La FJKL reconnaît l’urgence de la situation en Haïti, où assassinats, viols, enlèvements, incendies criminels et déplacements forcés se multiplient. Cependant, l’organisation exige transparence totale sur les termes de l’accord avec Blackwater, notamment la durée du contrat, les conditions financières exactes, les règles d’engagement, notamment le respect des droits humains et un mécanisme de supervision indépendante pour prévenir les abus.
Au-delà de ces interrogations, la FJKL appelle à une réforme structurelle des forces de sécurité nationales, proposant Un recrutement massif au sein des Forces armées d’Haïti, la formation continue des unités spécialisées de la Police nationale, la création d’un service de renseignement efficace, l’équipement adéquat des forces de l’ordre et l’amélioration des conditions de vie et de travail des agents.
« La sécurité d’un pays ne peut durablement dépendre d’acteurs privés.
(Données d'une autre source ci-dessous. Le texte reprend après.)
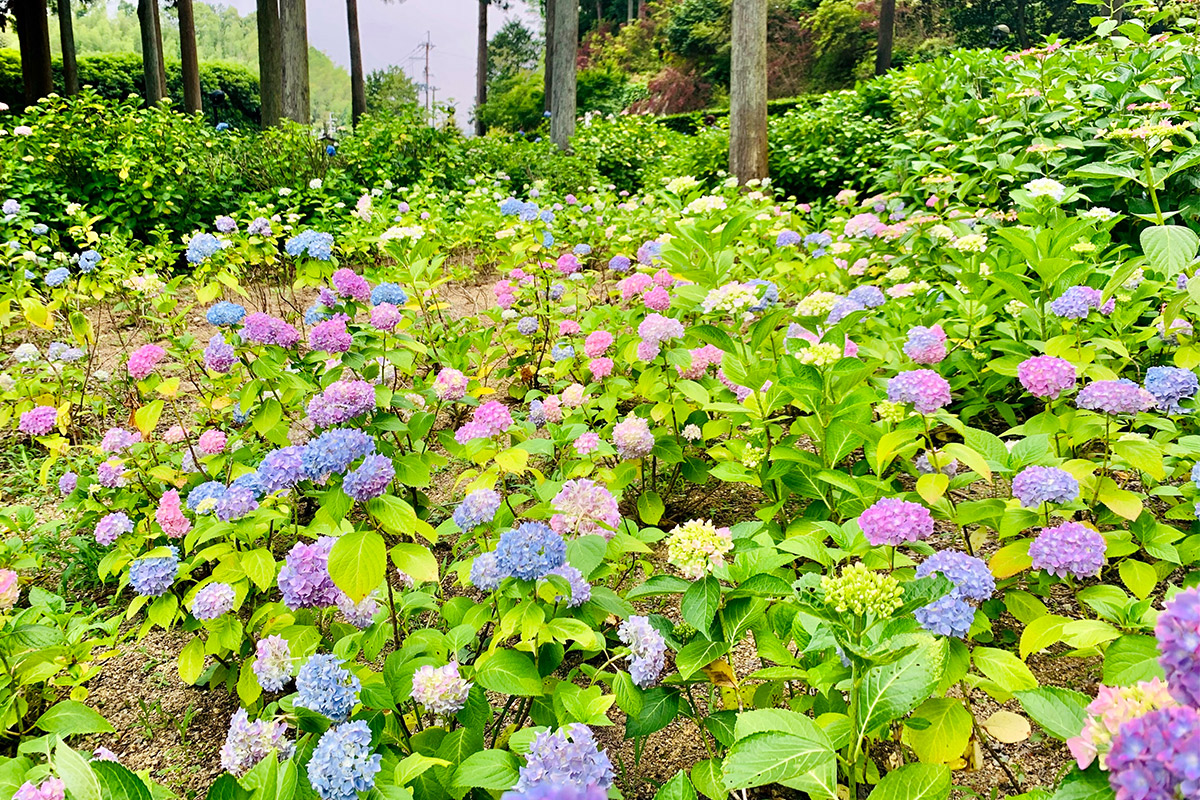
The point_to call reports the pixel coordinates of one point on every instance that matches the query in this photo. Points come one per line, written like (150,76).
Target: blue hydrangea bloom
(531,551)
(388,293)
(225,313)
(327,687)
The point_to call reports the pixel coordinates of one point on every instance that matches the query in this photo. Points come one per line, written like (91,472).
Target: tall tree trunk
(66,34)
(294,36)
(358,88)
(481,65)
(562,91)
(270,64)
(883,41)
(151,53)
(34,38)
(549,71)
(748,91)
(190,60)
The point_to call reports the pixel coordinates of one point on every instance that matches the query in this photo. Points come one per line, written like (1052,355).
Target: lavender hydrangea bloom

L’État doit renforcer ses institutions pour garantir l’ordre, la paix et la souveraineté nationale », insiste Marie Yolène Gilles, directrice de la FJKL.
Alors que la possible intervention de Blackwater suscite débats et craintes, les Haïtiens espèrent avant tout un retour à la stabilité, permettant la reprise d’une vie normale, loin de la violence et de l’insécurité actuelles.